PJM em julho de 2026: calor recorde eleva spreads TB4 em tempo real em 161%
PJM em julho de 2026: calor recorde eleva spreads TB4 em tempo real em 161%
Os spreads TB4 em tempo real no PJM tiveram média de US$ 895/MW-dia em julho de 2026, 161% acima de julho de 2025 e 88% acima de junho de 2026. Uma onda de calor extremo entre 1 e 3 de julho impulsionou essa média, já que esses três dias representaram 56% do spread total do mês.
Pela primeira vez, a receita de energia no mercado Day-Ahead superou a regulação como principal fonte de receita em todas as três zonas de referência.

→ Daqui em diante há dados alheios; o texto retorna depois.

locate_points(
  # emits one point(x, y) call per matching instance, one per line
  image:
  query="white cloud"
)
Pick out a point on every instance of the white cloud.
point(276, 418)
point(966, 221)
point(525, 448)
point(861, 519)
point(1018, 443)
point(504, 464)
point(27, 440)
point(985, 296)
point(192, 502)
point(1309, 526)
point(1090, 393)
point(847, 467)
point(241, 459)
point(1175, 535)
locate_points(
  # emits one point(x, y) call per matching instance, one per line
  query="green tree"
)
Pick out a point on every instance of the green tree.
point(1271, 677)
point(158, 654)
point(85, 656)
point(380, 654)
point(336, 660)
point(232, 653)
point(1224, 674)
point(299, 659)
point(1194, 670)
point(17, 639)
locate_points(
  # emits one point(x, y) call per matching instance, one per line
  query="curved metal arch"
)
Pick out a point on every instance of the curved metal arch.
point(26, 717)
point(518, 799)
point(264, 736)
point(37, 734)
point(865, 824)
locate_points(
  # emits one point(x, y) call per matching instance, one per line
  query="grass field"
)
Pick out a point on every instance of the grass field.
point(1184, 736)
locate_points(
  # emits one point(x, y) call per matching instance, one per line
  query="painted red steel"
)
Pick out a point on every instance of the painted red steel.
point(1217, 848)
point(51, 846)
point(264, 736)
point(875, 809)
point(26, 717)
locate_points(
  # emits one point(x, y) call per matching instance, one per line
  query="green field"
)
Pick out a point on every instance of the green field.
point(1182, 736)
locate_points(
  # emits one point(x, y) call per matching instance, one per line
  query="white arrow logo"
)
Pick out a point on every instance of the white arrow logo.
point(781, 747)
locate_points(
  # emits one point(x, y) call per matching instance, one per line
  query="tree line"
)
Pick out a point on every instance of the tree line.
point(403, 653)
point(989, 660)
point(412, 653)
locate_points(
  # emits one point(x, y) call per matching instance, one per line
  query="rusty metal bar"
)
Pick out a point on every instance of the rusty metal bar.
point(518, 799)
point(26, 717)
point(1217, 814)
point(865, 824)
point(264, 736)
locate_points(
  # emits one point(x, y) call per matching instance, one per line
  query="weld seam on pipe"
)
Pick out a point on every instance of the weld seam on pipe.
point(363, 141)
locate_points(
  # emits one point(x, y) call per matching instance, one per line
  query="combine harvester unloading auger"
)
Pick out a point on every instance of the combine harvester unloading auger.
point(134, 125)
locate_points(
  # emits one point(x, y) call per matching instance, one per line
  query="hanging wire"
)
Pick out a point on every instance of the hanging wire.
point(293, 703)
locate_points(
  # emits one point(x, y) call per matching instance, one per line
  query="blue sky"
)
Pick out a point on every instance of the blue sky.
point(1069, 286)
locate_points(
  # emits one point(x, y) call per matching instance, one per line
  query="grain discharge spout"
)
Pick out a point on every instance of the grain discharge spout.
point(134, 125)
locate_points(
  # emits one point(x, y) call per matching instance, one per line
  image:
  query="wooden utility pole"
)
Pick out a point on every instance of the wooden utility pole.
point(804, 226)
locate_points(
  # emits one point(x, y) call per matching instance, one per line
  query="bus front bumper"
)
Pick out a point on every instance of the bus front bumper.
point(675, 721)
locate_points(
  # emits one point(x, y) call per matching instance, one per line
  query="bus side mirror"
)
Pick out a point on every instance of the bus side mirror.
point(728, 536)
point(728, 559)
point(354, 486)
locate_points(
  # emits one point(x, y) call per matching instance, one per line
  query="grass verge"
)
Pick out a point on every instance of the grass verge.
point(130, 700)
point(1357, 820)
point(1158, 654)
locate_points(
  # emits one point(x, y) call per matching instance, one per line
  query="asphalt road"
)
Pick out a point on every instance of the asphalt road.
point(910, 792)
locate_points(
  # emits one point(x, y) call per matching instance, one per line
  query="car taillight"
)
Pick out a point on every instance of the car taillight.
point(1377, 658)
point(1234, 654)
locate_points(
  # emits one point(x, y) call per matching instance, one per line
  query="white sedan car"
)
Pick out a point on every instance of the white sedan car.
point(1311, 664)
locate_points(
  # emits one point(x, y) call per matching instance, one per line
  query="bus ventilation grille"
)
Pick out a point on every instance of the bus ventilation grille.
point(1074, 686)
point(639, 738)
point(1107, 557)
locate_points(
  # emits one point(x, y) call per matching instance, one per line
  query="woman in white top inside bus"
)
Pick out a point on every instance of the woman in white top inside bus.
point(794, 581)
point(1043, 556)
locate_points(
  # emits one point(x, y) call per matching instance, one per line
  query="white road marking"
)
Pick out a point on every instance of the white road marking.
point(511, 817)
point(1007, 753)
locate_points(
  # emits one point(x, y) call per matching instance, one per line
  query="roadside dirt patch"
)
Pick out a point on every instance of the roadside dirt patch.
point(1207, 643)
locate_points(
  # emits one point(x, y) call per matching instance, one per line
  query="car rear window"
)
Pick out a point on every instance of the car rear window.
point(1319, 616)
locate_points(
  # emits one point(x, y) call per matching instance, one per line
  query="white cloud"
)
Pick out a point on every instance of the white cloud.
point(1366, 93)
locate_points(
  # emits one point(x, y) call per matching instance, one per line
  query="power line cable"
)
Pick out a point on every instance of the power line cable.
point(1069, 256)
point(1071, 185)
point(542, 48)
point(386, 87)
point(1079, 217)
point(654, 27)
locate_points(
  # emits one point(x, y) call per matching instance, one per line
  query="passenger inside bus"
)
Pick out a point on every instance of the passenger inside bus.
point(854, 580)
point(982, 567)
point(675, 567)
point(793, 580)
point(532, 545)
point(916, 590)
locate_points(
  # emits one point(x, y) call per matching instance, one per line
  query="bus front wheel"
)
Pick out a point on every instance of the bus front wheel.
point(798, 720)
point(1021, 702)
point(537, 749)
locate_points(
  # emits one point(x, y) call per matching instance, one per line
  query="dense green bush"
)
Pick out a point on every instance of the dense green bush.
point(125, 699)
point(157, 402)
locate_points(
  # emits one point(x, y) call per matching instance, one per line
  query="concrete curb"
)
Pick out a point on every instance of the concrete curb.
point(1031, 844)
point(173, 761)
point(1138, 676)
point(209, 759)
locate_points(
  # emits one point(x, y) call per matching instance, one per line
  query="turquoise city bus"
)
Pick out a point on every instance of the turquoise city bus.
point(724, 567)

Os benchmarks vBESS (armazenamento virtual de energia em bateria) da Modo Energy simulam a receita disponível para um sistema de armazenamento de energia despachando contra os preços do mercado. Nessa base, uma bateria de 100 MW e 4 horas poderia ter obtido entre US$ 31 e US$ 38/kW-mês em ComEd, Dominion e Penelec, aumento de 41 a 53% em relação a julho de 2025.
A demanda total não aumentou. A carga horária média caiu 1% em relação ao ano anterior, enquanto 2 de julho registrou o maior pico histórico do PJM. O spread veio de poucas horas de escassez no topo da curva, e não de aumento do consumo de energia.
Principais destaques
- Baterias em ComEd, Dominion e Penelec ganharam US$ 31,2, US$ 37,7 e US$ 31,4/kW-mês, respectivamente. A energia Day-Ahead contribuiu com 41 a 53% de cada resultado.
- Os spreads TB4 em tempo real tiveram média de US$ 895/MW-dia, alta de 161% em relação ao ano anterior. Os spreads Day-Ahead chegaram a US$ 745/MW-dia, alta de 76%.
- O dia 2 de julho registrou o maior pico de carga da história do PJM, mesmo com a carga média caindo 1% em relação ao ano anterior. Os preços em tempo real atingiram US$ 1.869/MWh e o mercado Day-Ahead precificou o mesmo pico em US$ 1.220/MWh.
- A regulação foi liquidada a US$ 185/MWh, 4,3 vezes o valor de julho de 2025, após a reformulação de outubro de 2025 que vinculou os preços de liquidação mais de perto à energia.
- Os spreads aumentaram em todas as zonas. Baltimore (BGE) liderou com US$ 1.349/MW-dia, alta de 192%. ComEd ficou no piso, com US$ 724/MW-dia.
Três baterias de exemplo faturaram de US$ 31 a US$ 38/kW-mês
A energia Day-Ahead liderou em todas as composições, representando de 41 a 53% da receita mensal: US$ 12,9/kW-mês em ComEd, US$ 13,4/kW-mês em Penelec e US$ 19,8/kW-mês em Dominion. A regulação veio em seguida, com 32 a 36%, ou US$ 11,3, US$ 11,3 e US$ 12,1/kW-mês, respectivamente.